Nos encontramos um dia no elevador, eu voltando do trabalho e ele com um pacote embaixo do braço. Na outra mão ele segurava um inútil guarda-chuva, considerando o verão que nos castigava. Eu não levava nada além da minha pasta e do meu estômago vazio. É essa a história que quero contar.

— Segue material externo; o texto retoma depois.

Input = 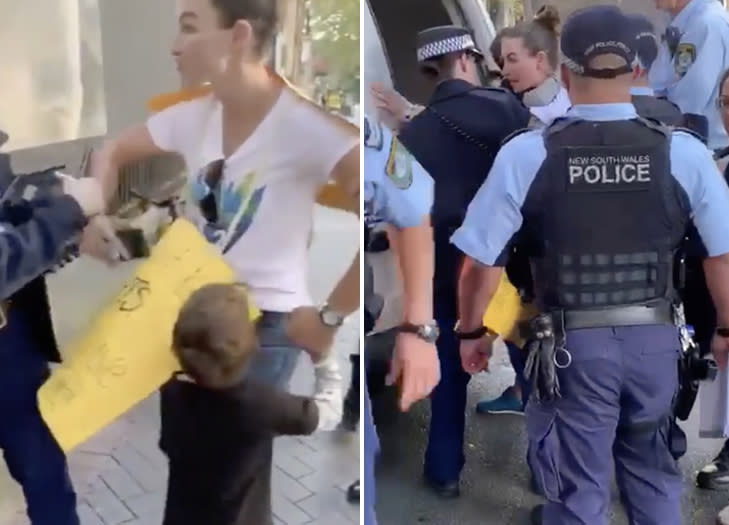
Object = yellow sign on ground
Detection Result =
[38,220,259,451]
[483,272,538,346]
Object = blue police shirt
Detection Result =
[649,0,729,150]
[364,116,433,228]
[451,104,729,266]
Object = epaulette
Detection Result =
[544,116,582,137]
[714,146,729,160]
[664,126,704,144]
[636,117,671,137]
[501,128,534,147]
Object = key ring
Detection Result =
[552,348,572,370]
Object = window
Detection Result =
[0,0,106,150]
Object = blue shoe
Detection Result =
[476,389,524,415]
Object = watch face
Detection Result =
[321,309,344,326]
[418,324,439,343]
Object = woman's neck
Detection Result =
[213,66,282,119]
[522,76,561,108]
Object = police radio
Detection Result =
[674,325,719,421]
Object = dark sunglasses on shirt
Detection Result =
[198,159,225,224]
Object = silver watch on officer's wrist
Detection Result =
[319,304,346,328]
[397,321,440,343]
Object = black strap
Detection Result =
[425,105,491,151]
[564,301,673,330]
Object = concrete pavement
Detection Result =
[0,205,359,525]
[376,338,729,525]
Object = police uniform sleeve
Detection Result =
[671,132,729,257]
[372,129,434,228]
[667,21,727,114]
[451,130,546,266]
[0,196,86,299]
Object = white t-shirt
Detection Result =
[147,87,359,312]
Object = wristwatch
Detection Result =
[397,321,440,343]
[453,321,496,341]
[319,304,346,328]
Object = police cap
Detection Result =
[625,14,658,69]
[417,26,483,63]
[560,5,636,78]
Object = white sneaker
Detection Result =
[314,353,343,432]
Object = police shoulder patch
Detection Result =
[673,42,696,77]
[669,126,704,143]
[385,137,413,190]
[364,115,383,151]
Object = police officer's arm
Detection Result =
[0,195,86,300]
[667,20,725,115]
[378,157,435,324]
[671,132,729,326]
[88,96,195,200]
[451,131,545,332]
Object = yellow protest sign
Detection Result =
[483,272,538,345]
[38,220,259,451]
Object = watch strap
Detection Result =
[454,326,491,341]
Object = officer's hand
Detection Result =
[79,215,131,266]
[460,334,494,375]
[386,334,440,412]
[370,83,410,130]
[711,334,729,370]
[286,306,336,363]
[57,172,106,217]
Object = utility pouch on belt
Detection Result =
[520,313,572,401]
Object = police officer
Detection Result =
[398,26,531,497]
[626,14,709,142]
[626,14,683,126]
[453,6,729,525]
[363,116,440,525]
[0,136,110,525]
[650,0,729,150]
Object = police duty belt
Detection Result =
[523,313,572,402]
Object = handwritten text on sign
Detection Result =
[38,220,250,450]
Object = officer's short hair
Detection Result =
[172,284,258,388]
[210,0,279,55]
[626,14,658,70]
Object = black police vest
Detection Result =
[362,221,384,334]
[522,119,690,310]
[632,95,684,126]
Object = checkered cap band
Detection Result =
[418,35,476,62]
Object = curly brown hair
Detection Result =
[172,284,258,388]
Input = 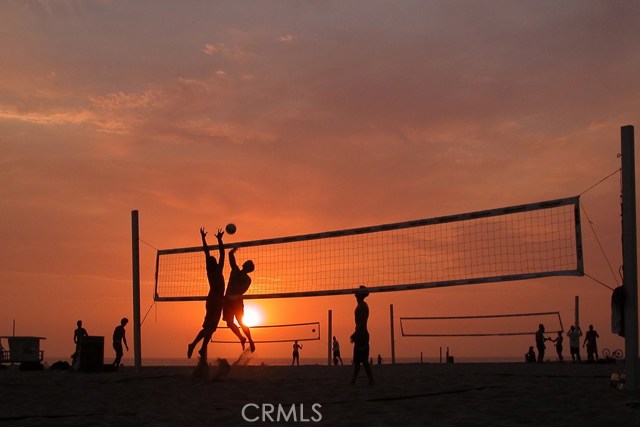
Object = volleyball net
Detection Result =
[211,322,320,344]
[400,311,564,337]
[155,197,583,301]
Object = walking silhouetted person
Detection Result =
[333,337,344,365]
[567,325,582,363]
[113,317,129,368]
[582,325,600,362]
[291,340,302,366]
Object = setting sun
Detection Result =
[242,302,264,327]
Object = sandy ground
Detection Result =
[0,363,640,427]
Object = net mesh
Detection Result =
[155,197,582,301]
[211,322,320,344]
[400,311,564,337]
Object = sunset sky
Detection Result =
[0,0,640,363]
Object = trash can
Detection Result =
[78,336,104,372]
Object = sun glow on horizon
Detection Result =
[242,302,265,327]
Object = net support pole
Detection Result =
[389,304,396,365]
[327,310,333,366]
[621,126,638,391]
[131,210,142,368]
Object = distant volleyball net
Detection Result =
[211,322,320,344]
[155,197,583,301]
[400,311,564,337]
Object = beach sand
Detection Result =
[0,363,640,427]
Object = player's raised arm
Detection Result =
[200,227,211,256]
[216,228,224,268]
[229,248,240,270]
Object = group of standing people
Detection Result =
[187,228,256,363]
[525,323,600,363]
[291,286,372,385]
[71,317,129,369]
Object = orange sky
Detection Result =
[0,0,640,360]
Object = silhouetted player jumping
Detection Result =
[222,248,256,352]
[187,227,224,360]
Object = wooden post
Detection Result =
[131,211,142,368]
[389,304,396,365]
[327,310,333,366]
[621,126,638,391]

Juan olhou fixamente para mim e perguntou, sem cerimônia, o que eu mais queria na vida. Dei um sorriso como resposta e disse em seguida que, como todo mundo, queria apenas tranqüilidade. Depois disso não falei mais nada, até que o recíproco boa noite nos separou.
Entretanto, antes da nossa despedida, ele se dirigiu a mim seriamente:
- Não pense que você vai encontrar tranqüilidade numa casa confortável ou numa vida sem dívidas. Depois que resolver seus problemas materiais, quando estiver onde quer estar, quando viver como quer viver, e espero que consiga tudo isso, então estará diante do mais importante: será que você fez da vida o que queria?
Permaneci calado. Ele prosseguiu, segurando a porta do elevador:
- Não trocaria a sua juventude pela minha experiência, mas daria tudo para ter o tempo que você ainda tem. Se existe um conselho que poderia lhe dar, mesmo sem ter sido demandado – Juan gostava de palavras e construções difíceis – diria que aproveitasse o seu tempo desenvolvendo o que há de humano em você. Tudo passa. Um dia estará, como eu estou agora, diante do mais severo dos julgadores, a sua própria consciência.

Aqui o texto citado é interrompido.